Menopause – decreasing symptoms naturally with food
Important nutritional tips
Difference between peri-menopause and menopause
Perimenopause is the time in our lives when our periods become irregular, sometimes combined with heavy bleeding and extra pain. If we haven’t had a period for longer than a year, then we start talk about the Menopause.
So what does actually happen?
We have reached that time in our life that we can’t reproduce anymore so initially our sex hormones levels are all over the place, mainly oestrogen and progesteron. Eventually, we will have no or very little sex hormones leftover.
The change into these sex hormones goes together with several unwanted symptoms. Just to name a few, hot flushes, low mood, irritability, dryness, itchy skin etc
A positive nutritional approach can decrease these symptoms exponentially.
Below are a few good tips:
Blood glucose balancing:
- Reduce sugar intake and refines foods
- Increase wholesome foods like legumes, brown rice and pasta, rye bread and vegetables
- Control intake of caffeine and theine
- Avoid fizzy drinks
Phytoestrogens:
These are plant oestrogens that balance our natural oestrogen. They decrease hot flushes if eaten on a regular basis.
They can be found in soya (tofu, tempeh), chickpeas, lentils and parsley. Most vegetables contain a small concentration of phytoestrogens so eat as many as possible.
Cruciferous vegetables:
Broccoli, cauliflower, turnip, kale, rocket and watercress are all types of cruciferous vegetables. Those vegetables contain an enzyme that will help with the detoxification of oestrogen in the liver which in turn will help decreasing menopausal symptoms.

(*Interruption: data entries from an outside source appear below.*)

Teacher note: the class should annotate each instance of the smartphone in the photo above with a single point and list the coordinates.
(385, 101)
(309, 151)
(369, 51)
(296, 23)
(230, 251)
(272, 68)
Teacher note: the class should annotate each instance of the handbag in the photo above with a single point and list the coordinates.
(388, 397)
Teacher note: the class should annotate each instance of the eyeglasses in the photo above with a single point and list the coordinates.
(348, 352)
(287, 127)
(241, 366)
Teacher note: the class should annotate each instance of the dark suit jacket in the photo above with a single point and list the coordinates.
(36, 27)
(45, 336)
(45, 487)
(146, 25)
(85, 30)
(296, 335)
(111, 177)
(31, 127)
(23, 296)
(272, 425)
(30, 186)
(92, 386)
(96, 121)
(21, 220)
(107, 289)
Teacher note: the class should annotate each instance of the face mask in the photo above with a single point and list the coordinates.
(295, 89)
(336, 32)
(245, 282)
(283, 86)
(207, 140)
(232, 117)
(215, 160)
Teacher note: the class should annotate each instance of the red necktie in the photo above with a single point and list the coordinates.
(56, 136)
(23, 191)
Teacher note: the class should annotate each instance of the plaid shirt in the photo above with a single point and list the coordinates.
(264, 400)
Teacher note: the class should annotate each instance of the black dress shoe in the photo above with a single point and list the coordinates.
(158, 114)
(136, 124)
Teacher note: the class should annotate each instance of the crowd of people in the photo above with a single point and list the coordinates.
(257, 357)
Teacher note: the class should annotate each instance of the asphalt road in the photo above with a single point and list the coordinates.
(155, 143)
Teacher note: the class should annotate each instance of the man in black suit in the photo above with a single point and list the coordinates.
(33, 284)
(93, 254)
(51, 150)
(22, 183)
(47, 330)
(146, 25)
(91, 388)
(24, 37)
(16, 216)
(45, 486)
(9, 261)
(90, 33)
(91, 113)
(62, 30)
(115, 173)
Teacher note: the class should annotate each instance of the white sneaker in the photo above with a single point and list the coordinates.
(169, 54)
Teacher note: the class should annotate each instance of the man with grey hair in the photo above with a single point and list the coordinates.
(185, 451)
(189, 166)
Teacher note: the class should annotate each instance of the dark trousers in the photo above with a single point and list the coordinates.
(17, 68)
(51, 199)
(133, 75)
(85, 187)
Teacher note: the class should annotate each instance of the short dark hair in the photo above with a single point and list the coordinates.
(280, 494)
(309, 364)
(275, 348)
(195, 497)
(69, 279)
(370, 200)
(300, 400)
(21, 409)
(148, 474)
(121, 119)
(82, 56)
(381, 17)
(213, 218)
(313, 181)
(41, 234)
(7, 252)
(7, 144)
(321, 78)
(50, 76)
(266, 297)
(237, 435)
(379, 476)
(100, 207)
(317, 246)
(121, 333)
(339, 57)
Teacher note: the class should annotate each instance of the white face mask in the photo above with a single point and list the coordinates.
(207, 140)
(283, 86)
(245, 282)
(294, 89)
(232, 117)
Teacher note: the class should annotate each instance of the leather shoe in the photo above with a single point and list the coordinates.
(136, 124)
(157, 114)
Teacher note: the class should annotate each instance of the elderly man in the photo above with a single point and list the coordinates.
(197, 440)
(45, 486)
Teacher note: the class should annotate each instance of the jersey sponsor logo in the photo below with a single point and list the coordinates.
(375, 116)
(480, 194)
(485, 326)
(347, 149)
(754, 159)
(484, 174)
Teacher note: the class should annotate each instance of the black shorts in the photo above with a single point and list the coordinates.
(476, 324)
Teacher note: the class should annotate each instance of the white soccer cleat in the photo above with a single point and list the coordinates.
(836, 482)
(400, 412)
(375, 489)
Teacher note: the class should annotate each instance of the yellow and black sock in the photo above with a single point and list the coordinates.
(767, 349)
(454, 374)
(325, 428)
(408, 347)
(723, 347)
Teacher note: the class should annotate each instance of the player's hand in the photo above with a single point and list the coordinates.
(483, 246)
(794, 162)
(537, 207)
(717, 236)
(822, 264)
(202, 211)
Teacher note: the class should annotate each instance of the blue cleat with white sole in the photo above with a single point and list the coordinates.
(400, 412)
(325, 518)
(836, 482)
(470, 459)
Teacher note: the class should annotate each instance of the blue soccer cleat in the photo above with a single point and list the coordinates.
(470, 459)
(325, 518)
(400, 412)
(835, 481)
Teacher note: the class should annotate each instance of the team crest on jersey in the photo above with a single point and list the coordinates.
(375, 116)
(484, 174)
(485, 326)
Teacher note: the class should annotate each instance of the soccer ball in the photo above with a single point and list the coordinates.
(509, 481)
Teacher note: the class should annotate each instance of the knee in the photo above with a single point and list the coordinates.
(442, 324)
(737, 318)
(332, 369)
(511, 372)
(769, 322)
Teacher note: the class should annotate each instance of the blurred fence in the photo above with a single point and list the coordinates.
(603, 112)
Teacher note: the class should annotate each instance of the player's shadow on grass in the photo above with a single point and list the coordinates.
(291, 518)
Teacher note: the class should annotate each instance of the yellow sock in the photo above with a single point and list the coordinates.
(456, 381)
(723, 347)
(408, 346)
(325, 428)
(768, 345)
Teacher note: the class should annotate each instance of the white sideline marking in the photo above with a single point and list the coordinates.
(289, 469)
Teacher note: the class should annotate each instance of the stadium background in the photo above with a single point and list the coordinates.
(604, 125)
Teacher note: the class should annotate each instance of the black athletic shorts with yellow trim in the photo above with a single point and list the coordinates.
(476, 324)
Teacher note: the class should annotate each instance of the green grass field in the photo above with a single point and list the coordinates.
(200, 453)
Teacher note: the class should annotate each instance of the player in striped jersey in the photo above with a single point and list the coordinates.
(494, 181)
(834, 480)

Add those vegetables to a smoothie as the enzyme gets released once the vegetables are being chopped in a raw state.
Omega-3 fatty acids:
Signs of an Omega 3 deficiency are dry skin, lifeless hair, cracked nails, fatigue, depression, dry eyes, lack of motivation, aching joint, difficulty in losing weight, forgetfulness, breast pain – all symptoms that could be ‘blamed’ on the menopause. They need to be supplemented around the menopause because they can help with many of the symptoms. Furthermore, because they help to ‘lubricate’ the body in general, they can help with vaginal dryness.
Vitamin C:
Not only is Vitamin C important for preventing illness but it also has specific benefits at the menopause. It can help with hot flushes and also helps to build up collagen which gives skin its elasticity and it is therefore helpful in the prevention and treatment of vaginal dryness.

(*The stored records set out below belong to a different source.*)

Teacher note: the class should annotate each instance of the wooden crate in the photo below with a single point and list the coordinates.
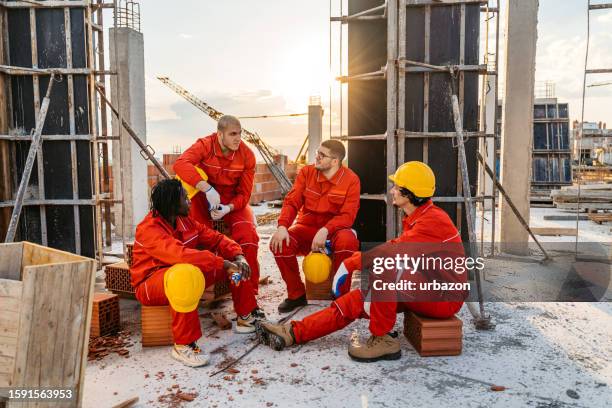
(156, 326)
(117, 278)
(46, 297)
(105, 315)
(319, 291)
(434, 337)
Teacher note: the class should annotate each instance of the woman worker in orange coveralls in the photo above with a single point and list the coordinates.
(424, 223)
(173, 257)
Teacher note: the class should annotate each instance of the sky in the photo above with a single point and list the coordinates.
(247, 57)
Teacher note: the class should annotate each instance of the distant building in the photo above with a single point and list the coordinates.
(595, 148)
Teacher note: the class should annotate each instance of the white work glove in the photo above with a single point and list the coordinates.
(213, 197)
(220, 212)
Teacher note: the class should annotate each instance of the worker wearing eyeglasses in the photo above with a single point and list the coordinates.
(321, 206)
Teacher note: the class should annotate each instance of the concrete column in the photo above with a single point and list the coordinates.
(127, 94)
(487, 146)
(315, 128)
(517, 131)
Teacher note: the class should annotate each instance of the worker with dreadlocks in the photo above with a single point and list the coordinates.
(175, 258)
(219, 170)
(424, 223)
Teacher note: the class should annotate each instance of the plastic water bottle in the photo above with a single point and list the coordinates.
(328, 247)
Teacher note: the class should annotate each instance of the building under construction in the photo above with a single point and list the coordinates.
(422, 83)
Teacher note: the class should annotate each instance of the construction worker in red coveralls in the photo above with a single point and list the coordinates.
(175, 258)
(221, 168)
(424, 223)
(325, 200)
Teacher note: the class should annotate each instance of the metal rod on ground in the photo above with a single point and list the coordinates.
(27, 170)
(511, 204)
(144, 148)
(483, 321)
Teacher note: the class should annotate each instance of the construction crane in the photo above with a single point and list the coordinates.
(266, 151)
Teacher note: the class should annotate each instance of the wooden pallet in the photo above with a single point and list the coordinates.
(434, 337)
(105, 315)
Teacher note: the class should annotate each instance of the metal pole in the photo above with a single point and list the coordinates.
(27, 171)
(144, 148)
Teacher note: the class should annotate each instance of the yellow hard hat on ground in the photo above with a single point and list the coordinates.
(417, 177)
(317, 267)
(191, 190)
(184, 285)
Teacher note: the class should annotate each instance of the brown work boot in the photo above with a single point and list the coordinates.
(376, 348)
(277, 336)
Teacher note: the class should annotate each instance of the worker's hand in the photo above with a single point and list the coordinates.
(276, 242)
(213, 197)
(243, 265)
(220, 212)
(318, 242)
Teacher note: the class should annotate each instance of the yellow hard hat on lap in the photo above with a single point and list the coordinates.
(317, 267)
(417, 177)
(184, 285)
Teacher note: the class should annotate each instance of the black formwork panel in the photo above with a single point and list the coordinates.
(69, 226)
(367, 113)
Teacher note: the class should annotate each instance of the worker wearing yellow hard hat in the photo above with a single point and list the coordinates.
(414, 186)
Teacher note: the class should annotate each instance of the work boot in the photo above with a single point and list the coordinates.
(190, 354)
(276, 336)
(289, 304)
(246, 324)
(376, 348)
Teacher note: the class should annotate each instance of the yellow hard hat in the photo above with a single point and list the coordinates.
(317, 267)
(417, 177)
(184, 285)
(191, 190)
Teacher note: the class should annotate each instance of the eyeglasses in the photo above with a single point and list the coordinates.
(323, 155)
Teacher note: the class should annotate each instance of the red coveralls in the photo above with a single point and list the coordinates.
(232, 177)
(427, 223)
(158, 246)
(318, 202)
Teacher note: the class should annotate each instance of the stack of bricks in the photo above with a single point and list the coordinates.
(105, 318)
(156, 326)
(117, 278)
(434, 337)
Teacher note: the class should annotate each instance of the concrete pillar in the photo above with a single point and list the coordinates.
(315, 127)
(129, 97)
(517, 132)
(487, 146)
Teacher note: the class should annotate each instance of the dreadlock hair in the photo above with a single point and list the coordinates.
(166, 198)
(414, 200)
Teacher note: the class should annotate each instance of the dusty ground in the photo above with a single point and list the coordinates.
(545, 354)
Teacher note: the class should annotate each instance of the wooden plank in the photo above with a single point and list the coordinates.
(10, 265)
(551, 231)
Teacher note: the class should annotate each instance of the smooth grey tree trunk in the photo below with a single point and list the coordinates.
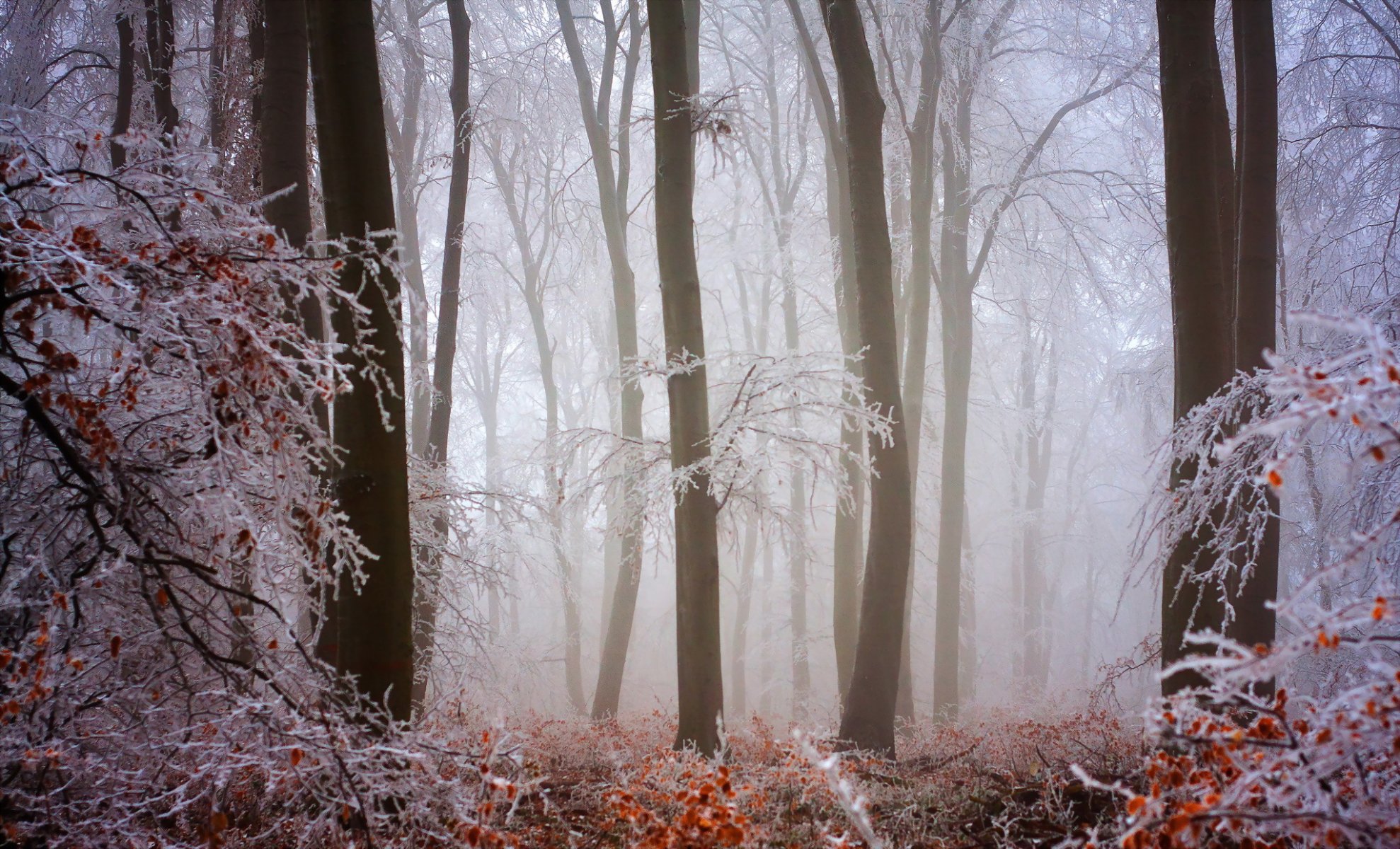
(372, 483)
(698, 557)
(868, 712)
(850, 512)
(444, 354)
(612, 197)
(1196, 133)
(1256, 256)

Most fruit and vegetables contain a fair amount of Vitamin C, mainly citrus and kiwi fruit. Add these to your diet on a daily basis.
B-vitamins:
This group of vitamins are important in the production of energy. A lack of them will make you fatigues, irritable and low mood.

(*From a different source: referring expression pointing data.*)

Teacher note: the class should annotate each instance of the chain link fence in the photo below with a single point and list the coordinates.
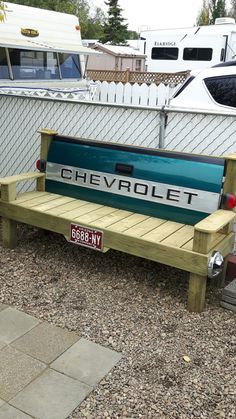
(22, 118)
(192, 132)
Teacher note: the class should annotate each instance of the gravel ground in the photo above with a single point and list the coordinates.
(175, 364)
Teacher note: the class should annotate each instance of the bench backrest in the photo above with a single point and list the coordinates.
(174, 186)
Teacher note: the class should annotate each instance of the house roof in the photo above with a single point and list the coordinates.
(118, 50)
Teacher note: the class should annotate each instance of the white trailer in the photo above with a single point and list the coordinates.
(174, 50)
(41, 48)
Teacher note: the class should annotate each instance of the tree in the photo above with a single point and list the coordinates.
(203, 17)
(211, 10)
(115, 30)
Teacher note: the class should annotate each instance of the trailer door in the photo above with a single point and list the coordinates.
(203, 50)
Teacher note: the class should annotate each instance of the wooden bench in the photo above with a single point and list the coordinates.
(186, 247)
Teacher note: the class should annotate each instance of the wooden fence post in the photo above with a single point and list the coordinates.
(127, 75)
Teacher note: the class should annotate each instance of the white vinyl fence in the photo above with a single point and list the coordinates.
(132, 94)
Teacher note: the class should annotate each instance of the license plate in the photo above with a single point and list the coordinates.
(87, 237)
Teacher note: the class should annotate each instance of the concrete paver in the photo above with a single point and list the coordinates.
(16, 371)
(46, 371)
(86, 361)
(45, 342)
(15, 323)
(51, 396)
(9, 412)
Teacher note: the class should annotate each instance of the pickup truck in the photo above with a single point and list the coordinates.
(212, 89)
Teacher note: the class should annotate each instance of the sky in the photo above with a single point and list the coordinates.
(157, 14)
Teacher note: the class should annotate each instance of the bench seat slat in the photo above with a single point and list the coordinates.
(128, 222)
(180, 237)
(37, 200)
(112, 218)
(27, 196)
(145, 227)
(96, 214)
(162, 231)
(54, 203)
(81, 210)
(69, 206)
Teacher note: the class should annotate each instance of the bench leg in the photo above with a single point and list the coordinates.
(9, 236)
(196, 293)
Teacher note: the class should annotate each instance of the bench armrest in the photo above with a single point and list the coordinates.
(215, 222)
(21, 177)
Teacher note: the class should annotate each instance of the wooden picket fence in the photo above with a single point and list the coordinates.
(137, 77)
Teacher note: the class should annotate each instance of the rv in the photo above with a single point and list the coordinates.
(174, 50)
(41, 49)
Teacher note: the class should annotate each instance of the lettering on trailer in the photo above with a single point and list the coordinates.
(147, 190)
(165, 44)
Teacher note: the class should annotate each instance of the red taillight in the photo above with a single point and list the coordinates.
(41, 165)
(229, 201)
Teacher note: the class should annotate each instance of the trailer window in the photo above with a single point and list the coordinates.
(70, 66)
(164, 53)
(222, 89)
(4, 73)
(27, 64)
(197, 54)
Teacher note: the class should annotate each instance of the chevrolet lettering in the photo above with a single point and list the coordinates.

Vitamin B’s can be found in eggs, meats fish, dark green vegetables and wholesome grains.
Magnesium:
This mineral is described as the ‘natural tranquiliser’. Magnesium will help relax muscles, improve sleep, reduce irritability which are all symptoms of the peri- and menopause.
Eat nuts and seeds and dark green vegetables to increase you Magnesium intake.
These are very important nutritional tips to decrease menopausal symptoms. There are several herbs available that will also decrease those unwanted symptoms which I will go into in another article.
If you start focusing on eating the foods I mentioned above, you will notice a great improvement in you menopausal symptoms.